Granted, I didn’t start watching the American version of The Office (which she co-starred in and helped write) until I was in my first year of university, Now, I’m constantly glued to my television screen thanks to her brain child, The Mindy Project, which she created, writes for, produces and stars in. I also count her book Is Everyone Hanging Out Without Me? (and Other Concerns) as a bible of sorts in partnership with Tina Fey’s bestseller, Bossypants. Basically, Mindy Kaling is one badass boss lady who’s currently ruling my world.
Surprisingly enough, the 33-year-old is just as addicted with Twitter and Instagram as we are. Thus, she’s has become Rookie Magazine’s perfect choice to write about whether it’s harder to be a teenager today.

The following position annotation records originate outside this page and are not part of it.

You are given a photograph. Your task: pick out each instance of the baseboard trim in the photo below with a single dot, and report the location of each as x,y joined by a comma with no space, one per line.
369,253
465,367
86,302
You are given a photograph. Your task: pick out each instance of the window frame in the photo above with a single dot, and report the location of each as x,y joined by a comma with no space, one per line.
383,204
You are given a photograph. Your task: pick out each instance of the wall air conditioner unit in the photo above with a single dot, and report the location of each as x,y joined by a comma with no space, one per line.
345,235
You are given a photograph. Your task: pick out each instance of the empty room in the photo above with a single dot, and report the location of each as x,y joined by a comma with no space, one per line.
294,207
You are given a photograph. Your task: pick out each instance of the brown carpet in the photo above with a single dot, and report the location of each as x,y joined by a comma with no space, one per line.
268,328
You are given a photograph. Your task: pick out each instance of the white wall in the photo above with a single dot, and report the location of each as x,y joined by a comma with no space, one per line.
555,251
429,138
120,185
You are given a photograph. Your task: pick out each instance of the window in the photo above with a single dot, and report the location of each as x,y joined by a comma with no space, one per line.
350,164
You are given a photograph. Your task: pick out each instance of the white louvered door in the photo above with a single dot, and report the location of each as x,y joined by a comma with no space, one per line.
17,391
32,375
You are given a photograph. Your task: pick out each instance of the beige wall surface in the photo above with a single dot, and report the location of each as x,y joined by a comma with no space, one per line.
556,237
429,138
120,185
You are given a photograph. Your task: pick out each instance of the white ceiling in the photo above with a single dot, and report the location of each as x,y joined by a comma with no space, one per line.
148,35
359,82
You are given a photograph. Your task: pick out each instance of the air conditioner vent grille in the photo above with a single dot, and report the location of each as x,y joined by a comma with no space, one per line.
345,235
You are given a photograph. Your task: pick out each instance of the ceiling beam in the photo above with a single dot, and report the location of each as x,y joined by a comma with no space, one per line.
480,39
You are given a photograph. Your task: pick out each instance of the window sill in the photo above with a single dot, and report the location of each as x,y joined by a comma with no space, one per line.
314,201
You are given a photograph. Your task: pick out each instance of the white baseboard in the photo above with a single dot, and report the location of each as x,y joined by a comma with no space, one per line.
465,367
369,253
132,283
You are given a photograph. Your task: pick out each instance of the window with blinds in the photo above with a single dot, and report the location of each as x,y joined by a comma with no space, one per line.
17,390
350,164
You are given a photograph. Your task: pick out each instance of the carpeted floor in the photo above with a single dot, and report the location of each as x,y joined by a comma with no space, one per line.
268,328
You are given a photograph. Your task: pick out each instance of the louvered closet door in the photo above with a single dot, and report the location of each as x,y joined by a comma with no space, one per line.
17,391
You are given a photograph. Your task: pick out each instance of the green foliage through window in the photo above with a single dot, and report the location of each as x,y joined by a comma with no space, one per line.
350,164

Here’s a few points from her contribution to the online magazine’s second book, Rookie: Yearbook Two.
Why being a teenager is way easier now:
You all have phones that your parents can’t hop on. My dad used to get on our landline at home and interrupt phone calls with my friends by saying, “Is this really something you can’t talk about tomorrow at school?” And I would want to die.
Why being a teenager now is bullshit:
You have to manage all your online personas. I would die if I were 15 and had to fill out a Facebook profile PLUS a Twitter bio PLUS update an Instagram to make myself appear cool and beguiling. And that’s all on top of doing homework and chores and stuff. Also, I am a perfectionist and have an obsessive personality—and it was like 10 times worse when I was a teenager—so I basically would have never completed high school if social media had existed.
And her most important piece of advice:
Don’t put anything you do on YouTube until you are 21.